Second, Mr. Trump’s promise to undo much of the Obama era regulation by executive order – which has been considerable in energy, environmental, financial and pharmaceutical sectors -- would be very welcome in business sectors.
Third, Mr. Trump’s approach to trade and immigration may not result in the dire outcomes the campaign has led us to expect. He is likely to force a confrontation with Mexico on issues related to NAFTA and “the Wall” (i.e., the border), and with China on imports, but these will lead to negotiations to gain some improvement in the status quo. Richard Nixon did the same when he imposed a 10% tariff on Japanese imports in 1973 that ended in some voluntary quotas and a victory for American workers. Nixon said that being seen as unpredictable increased his bargaining power. Trump supporters believe his proactive negotiating style learned in the take-no-prisoners New York real estate markets is his true comparative advantage. It’s all about deals; if something doesn’t work, try something else.
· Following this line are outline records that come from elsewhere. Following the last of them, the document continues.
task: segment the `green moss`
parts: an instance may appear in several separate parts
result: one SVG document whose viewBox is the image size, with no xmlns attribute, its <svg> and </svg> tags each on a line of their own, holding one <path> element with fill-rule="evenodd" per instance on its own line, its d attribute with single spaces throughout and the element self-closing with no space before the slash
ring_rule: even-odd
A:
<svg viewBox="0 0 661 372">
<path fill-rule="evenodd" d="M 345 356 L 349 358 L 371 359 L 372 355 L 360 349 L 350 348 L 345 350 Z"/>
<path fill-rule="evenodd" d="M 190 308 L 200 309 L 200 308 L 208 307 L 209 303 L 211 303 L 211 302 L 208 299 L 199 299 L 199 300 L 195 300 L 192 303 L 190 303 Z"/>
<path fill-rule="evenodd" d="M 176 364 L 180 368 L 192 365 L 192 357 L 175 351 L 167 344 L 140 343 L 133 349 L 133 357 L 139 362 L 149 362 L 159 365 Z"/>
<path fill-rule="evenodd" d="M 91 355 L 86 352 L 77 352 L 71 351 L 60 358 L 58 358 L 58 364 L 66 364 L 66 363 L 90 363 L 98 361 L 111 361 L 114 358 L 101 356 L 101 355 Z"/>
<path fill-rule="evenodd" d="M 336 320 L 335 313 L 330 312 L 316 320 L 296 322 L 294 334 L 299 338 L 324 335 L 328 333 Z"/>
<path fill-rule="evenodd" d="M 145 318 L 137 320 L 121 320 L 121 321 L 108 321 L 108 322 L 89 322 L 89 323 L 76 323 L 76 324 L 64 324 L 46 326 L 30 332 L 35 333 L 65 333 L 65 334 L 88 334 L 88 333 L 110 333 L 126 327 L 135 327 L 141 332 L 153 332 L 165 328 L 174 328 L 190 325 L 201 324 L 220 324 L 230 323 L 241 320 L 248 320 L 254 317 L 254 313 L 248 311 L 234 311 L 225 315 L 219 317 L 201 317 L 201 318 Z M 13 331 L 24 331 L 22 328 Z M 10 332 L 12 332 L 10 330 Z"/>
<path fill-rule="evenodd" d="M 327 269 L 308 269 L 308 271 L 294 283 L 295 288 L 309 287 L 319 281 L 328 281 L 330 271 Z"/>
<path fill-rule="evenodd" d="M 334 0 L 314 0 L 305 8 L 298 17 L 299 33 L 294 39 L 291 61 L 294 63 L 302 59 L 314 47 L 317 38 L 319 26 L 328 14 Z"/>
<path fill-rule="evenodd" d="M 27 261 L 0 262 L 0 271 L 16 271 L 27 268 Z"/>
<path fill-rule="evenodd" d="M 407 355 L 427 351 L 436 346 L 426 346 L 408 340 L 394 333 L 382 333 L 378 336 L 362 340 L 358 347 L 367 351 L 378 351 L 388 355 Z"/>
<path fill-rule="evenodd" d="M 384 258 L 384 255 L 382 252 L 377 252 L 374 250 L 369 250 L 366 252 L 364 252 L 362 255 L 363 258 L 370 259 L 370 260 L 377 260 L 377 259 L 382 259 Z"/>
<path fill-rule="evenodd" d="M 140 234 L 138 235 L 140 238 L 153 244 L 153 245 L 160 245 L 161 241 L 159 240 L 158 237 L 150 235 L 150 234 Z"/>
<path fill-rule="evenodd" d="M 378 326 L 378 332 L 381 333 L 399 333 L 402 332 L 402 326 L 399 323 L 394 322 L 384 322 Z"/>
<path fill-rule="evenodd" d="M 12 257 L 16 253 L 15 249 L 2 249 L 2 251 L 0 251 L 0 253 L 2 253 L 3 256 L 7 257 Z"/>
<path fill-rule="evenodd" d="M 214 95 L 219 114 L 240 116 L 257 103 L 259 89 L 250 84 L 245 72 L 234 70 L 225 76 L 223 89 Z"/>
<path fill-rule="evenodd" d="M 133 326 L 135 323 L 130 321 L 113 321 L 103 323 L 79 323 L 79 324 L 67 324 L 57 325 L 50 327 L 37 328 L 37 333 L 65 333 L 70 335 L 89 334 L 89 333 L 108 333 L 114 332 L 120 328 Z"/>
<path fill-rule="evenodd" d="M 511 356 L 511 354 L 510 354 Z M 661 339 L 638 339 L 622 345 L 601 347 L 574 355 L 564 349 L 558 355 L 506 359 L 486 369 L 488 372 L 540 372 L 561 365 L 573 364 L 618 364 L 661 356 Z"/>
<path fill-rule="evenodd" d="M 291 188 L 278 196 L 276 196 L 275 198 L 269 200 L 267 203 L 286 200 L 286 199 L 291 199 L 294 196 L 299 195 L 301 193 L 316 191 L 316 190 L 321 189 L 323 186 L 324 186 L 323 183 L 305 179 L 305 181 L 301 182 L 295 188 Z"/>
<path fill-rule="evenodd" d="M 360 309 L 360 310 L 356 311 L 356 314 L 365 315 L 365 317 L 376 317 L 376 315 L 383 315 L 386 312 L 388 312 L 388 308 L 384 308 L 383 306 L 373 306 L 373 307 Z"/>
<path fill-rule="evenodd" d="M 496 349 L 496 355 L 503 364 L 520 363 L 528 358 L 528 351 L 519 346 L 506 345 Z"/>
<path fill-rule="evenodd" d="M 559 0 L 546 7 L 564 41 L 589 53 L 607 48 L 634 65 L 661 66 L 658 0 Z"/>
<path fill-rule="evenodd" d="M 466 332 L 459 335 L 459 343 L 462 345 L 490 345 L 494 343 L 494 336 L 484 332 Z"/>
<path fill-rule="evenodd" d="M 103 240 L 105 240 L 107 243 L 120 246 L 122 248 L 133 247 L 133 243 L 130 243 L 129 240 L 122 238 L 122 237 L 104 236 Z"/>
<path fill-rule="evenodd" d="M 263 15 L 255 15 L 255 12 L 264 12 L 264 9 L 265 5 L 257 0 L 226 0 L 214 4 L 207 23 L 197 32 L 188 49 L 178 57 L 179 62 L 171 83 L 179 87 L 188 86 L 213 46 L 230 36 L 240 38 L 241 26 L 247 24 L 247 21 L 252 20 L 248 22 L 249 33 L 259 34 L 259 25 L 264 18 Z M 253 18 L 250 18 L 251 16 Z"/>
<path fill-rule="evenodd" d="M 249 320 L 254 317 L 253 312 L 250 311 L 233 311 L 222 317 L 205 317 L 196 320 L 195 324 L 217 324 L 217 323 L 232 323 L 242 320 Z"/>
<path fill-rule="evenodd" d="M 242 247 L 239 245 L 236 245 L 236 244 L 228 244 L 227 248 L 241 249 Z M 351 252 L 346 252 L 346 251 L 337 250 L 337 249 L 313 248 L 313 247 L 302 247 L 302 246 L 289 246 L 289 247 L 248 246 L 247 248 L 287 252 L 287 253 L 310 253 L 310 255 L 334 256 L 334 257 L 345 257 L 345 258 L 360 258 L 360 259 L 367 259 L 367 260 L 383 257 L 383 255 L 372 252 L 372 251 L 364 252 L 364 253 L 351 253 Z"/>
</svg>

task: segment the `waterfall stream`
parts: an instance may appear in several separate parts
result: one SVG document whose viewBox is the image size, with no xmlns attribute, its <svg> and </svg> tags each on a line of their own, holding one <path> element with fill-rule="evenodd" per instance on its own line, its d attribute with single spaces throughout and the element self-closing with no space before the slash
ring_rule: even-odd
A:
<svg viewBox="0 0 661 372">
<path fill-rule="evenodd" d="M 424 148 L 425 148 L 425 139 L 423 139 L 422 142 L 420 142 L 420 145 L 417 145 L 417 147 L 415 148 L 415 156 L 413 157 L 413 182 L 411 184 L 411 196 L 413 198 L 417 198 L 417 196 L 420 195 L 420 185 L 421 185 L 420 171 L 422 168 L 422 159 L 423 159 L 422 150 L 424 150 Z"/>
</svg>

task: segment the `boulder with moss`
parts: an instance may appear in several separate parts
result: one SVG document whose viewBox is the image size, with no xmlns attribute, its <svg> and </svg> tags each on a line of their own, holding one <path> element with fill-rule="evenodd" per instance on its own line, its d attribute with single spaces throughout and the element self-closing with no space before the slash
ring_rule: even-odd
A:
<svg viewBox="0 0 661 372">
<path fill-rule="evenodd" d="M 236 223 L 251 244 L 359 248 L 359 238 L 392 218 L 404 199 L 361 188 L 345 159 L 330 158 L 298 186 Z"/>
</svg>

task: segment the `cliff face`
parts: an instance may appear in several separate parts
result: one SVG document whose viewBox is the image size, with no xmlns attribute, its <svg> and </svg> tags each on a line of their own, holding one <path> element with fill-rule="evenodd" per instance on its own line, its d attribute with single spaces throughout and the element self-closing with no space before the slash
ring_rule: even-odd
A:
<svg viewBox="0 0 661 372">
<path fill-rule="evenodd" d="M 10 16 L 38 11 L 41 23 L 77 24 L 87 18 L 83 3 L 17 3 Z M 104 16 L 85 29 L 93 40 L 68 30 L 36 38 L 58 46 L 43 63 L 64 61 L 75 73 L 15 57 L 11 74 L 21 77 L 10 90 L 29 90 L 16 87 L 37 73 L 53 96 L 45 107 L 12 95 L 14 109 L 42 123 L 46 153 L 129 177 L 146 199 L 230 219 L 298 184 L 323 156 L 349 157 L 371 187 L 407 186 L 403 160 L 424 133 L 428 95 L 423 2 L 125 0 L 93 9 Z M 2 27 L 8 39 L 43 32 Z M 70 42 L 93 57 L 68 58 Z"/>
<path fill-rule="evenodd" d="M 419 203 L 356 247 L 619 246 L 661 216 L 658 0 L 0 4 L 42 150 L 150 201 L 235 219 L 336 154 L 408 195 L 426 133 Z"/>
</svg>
Mr. Trump is also likely to get his nomination for the vacant Supreme Court position approved, bringing the court back to nine justices. The list of nominees he has already put forward is not really controversial at all. But, Mr. Trump’s intention to “repeal and replace” the Affordable Care Act (Obamacare) is unlikely to happen soon. There is no replacement plan as yet, and the Act is popular enough to make getting the 60 votes in the Senate unlikely.
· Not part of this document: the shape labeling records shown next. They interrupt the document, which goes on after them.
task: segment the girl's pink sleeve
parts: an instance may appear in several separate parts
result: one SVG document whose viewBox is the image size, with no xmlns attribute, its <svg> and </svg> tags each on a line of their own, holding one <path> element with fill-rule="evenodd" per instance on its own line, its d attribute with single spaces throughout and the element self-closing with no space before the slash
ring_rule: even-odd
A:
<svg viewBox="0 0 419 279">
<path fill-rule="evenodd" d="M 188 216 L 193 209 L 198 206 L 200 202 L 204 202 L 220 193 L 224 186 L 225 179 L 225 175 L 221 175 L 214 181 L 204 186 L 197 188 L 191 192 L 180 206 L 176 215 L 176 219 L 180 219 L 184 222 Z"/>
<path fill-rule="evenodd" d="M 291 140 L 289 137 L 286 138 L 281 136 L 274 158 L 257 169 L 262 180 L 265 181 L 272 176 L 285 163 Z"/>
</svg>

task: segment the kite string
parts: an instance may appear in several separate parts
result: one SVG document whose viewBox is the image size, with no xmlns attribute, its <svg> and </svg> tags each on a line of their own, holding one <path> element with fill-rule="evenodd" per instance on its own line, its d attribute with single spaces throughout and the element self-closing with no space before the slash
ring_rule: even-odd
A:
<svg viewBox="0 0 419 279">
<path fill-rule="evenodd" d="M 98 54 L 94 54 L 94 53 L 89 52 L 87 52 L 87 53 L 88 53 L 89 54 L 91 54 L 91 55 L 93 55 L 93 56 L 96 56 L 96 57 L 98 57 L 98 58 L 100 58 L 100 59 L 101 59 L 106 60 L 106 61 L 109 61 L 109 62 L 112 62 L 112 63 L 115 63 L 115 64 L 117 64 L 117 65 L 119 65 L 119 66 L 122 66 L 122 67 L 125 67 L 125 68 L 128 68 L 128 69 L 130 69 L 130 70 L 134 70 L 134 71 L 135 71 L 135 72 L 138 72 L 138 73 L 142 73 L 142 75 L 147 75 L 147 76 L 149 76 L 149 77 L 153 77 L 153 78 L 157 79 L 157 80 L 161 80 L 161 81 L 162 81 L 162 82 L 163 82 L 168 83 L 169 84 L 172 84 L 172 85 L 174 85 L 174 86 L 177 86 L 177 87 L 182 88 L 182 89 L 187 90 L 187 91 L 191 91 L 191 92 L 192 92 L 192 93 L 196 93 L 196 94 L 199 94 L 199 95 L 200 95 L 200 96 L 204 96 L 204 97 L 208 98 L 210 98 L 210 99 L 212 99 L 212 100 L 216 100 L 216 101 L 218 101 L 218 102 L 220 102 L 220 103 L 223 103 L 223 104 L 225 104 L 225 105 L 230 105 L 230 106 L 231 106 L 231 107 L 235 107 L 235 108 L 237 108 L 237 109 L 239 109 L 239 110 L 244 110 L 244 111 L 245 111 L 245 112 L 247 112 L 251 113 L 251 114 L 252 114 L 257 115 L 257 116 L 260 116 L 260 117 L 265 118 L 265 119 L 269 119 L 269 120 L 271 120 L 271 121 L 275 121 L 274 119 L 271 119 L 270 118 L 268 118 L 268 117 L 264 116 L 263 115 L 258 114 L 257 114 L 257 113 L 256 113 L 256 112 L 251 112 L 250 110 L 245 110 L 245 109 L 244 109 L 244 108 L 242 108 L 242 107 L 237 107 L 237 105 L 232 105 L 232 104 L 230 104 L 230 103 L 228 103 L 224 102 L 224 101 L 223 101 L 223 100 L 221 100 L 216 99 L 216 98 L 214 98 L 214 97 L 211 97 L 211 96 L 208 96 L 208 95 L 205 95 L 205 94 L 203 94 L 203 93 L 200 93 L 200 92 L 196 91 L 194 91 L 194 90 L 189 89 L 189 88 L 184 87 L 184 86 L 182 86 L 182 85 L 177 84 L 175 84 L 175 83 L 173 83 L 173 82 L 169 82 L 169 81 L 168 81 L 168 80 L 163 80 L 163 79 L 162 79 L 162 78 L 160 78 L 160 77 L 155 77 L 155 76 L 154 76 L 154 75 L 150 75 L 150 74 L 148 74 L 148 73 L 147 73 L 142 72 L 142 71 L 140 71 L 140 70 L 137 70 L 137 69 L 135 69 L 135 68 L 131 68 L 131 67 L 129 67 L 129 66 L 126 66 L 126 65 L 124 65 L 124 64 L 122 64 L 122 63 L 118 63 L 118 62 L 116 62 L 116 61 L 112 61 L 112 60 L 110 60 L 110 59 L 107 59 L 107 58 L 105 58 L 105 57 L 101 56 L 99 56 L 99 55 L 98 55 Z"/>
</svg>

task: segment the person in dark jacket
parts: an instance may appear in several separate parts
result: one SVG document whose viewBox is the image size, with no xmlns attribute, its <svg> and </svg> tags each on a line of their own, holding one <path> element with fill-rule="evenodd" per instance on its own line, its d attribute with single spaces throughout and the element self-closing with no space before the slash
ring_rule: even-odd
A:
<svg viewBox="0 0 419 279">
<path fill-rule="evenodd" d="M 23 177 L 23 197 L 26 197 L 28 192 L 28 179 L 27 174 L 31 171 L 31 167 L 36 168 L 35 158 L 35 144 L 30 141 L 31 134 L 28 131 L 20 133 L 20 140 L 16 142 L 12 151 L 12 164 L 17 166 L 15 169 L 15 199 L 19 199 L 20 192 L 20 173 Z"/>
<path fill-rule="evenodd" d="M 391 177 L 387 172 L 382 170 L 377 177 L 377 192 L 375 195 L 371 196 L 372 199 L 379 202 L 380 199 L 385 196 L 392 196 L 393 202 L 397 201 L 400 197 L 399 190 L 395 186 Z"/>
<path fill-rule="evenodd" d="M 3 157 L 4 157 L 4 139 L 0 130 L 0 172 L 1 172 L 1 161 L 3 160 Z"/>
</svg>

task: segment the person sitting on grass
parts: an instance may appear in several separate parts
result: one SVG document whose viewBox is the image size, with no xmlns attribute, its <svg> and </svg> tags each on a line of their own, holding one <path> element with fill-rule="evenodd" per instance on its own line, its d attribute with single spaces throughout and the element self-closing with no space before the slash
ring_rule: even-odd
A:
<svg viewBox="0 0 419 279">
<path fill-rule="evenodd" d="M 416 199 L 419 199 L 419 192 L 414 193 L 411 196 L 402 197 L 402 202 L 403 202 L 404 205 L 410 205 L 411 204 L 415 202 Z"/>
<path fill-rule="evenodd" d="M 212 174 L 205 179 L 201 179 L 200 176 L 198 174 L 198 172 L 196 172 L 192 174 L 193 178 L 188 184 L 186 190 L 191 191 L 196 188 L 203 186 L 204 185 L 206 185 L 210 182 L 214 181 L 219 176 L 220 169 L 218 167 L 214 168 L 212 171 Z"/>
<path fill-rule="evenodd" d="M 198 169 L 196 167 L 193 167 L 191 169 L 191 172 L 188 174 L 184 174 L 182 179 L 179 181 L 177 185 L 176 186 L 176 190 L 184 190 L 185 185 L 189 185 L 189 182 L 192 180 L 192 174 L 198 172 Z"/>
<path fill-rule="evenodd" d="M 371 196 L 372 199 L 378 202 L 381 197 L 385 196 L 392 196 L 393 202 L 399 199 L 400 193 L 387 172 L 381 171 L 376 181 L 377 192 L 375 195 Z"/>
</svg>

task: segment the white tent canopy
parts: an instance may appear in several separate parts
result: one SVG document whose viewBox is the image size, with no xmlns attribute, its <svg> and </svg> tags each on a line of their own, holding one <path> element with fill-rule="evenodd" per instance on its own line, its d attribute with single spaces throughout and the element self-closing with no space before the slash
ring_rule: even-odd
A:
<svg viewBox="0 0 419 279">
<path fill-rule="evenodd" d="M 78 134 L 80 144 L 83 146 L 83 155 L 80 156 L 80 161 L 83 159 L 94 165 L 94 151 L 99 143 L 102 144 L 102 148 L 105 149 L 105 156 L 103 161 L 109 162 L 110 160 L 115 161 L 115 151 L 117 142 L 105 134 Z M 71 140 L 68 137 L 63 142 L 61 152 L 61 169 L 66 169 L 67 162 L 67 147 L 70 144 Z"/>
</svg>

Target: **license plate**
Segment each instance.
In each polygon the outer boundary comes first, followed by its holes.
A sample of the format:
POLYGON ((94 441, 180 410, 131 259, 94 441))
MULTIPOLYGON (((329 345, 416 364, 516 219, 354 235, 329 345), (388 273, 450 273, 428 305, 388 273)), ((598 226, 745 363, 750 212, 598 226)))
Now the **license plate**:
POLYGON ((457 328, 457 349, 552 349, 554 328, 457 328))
Of course there is a lot to worry about with Mr. Trump in the most powerful office in the world, starting with who his advisers will be and whether he will listen to them. He likes powerful personalities like Chris Christie, the New Jersey governor who chairs his transition committee, Rudolf Giuliani, a former mayor of New York, and Newt Gingrich, a former Speaker of the House of Representatives. They were all made in the Trump mold – brash, bullying and confrontational, but they are people who got things done. Though Mr. Trump makes a lot of his own decisions without relying on others very much, these largely have to do with managing his own image and persona. He has learned to delegate the rest of what he has to look after to competent, if low visibility associates.
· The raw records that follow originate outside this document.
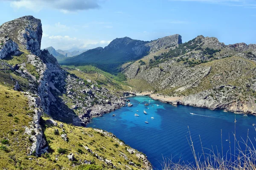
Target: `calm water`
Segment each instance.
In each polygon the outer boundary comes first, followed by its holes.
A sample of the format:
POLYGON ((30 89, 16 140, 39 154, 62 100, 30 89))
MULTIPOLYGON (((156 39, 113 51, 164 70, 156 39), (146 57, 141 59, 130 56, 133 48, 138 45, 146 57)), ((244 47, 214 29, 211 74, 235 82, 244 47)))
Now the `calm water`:
MULTIPOLYGON (((221 150, 221 129, 224 153, 230 147, 229 141, 227 141, 229 134, 233 153, 235 115, 237 137, 241 136, 245 139, 248 129, 251 139, 253 139, 256 135, 252 125, 256 123, 254 116, 189 106, 174 107, 144 96, 129 99, 133 107, 124 107, 103 117, 94 118, 87 126, 113 133, 126 144, 146 154, 155 169, 161 169, 160 163, 163 156, 173 158, 174 161, 178 161, 180 159, 189 162, 194 161, 186 138, 186 136, 189 137, 188 126, 196 151, 199 154, 201 153, 202 150, 199 135, 204 147, 212 148, 213 146, 215 148, 217 146, 219 151, 221 150), (141 104, 139 103, 140 102, 141 104), (149 102, 149 106, 144 106, 145 103, 149 102), (159 106, 157 106, 157 104, 159 106), (143 113, 143 110, 147 112, 147 115, 143 113), (134 116, 135 113, 140 116, 134 116), (116 116, 112 116, 113 114, 116 116), (151 119, 153 115, 154 119, 151 119), (144 122, 147 117, 148 124, 144 122)), ((255 140, 253 141, 255 142, 255 140)))

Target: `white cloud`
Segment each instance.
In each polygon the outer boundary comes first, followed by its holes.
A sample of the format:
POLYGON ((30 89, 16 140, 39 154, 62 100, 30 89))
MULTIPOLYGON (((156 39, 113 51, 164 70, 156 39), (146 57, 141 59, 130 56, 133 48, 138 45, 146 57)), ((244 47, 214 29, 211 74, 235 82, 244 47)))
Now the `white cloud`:
POLYGON ((196 2, 224 5, 228 6, 256 8, 255 0, 169 0, 169 1, 196 2))
POLYGON ((105 46, 111 41, 97 40, 89 39, 79 39, 66 35, 45 35, 42 40, 41 48, 52 46, 56 49, 68 50, 73 48, 91 49, 99 46, 105 46))
POLYGON ((104 28, 113 28, 113 26, 104 26, 104 28))
POLYGON ((99 0, 3 0, 11 2, 15 8, 25 8, 38 11, 44 8, 51 8, 64 13, 75 12, 99 8, 99 0))

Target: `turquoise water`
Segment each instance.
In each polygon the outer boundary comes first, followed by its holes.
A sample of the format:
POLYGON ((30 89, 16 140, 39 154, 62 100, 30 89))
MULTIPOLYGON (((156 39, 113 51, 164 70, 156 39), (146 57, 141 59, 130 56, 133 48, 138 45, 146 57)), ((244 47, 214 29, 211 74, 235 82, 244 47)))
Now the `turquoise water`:
MULTIPOLYGON (((161 169, 163 157, 172 158, 175 162, 180 159, 185 162, 194 162, 186 137, 189 137, 188 126, 196 151, 199 154, 202 153, 202 149, 199 135, 204 147, 217 147, 219 152, 221 150, 221 129, 224 154, 227 152, 227 156, 230 155, 229 134, 233 153, 235 115, 237 138, 241 140, 241 136, 246 139, 249 129, 249 136, 255 142, 253 138, 256 132, 252 125, 256 123, 254 116, 189 106, 175 107, 144 96, 129 99, 133 107, 123 107, 103 117, 94 118, 87 126, 113 133, 125 144, 145 153, 155 169, 161 169), (144 106, 149 102, 149 106, 144 106), (144 110, 147 115, 143 113, 144 110), (135 113, 140 116, 134 116, 135 113), (112 116, 113 114, 116 116, 112 116), (153 115, 154 119, 151 119, 153 115), (145 123, 147 117, 148 124, 145 123)), ((207 150, 204 151, 209 152, 207 150)))

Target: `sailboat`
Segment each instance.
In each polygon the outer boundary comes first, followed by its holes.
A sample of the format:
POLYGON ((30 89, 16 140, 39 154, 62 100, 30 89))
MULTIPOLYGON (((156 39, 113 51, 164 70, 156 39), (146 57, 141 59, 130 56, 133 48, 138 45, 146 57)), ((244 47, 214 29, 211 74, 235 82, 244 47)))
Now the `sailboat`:
POLYGON ((153 113, 153 116, 151 117, 151 119, 154 119, 154 113, 153 113))
POLYGON ((148 123, 148 117, 147 117, 147 121, 146 122, 145 122, 145 123, 148 123))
The list of names he has presented so far as potential cabinet members or senior advisers contains very few individuals (beyond the three mentioned) with experience of high level public service. Up until now, many of those with the necessary skills and experience have been reluctant to be associated with Mr. Trump, but having won, he is in a much better position to attract the talent for his administration that he will need.
In the end, Mr. Trump will be confined by the checks and balances of the American constitution, and the standards of presidential conduct that the American public expects. He has been given an opportunity to serve his country that few ever receive, an opportunity that cannot succeed without public support, which he will have to earn the hard way – by delivering results sufficient to retain the support. He has invoked the insatiable gods of populism to get elected, and will have to satisfy them once in office.
At this point neither we nor the gods know what we have got on our hands. Democracies can produce unexpected leaders when electorates are afraid, unhappy or excited. Some of those leaders came from backgrounds offering no training for Presidential office at all, including Jimmy Carter, Ronald Reagan, Bill Clinton, George W. Bush and Barack Obama and we survived them. Today, we are giving Donald Trump, the first businessman to be elected president since 1928, a chance to see what he can do. So let’s wait and see.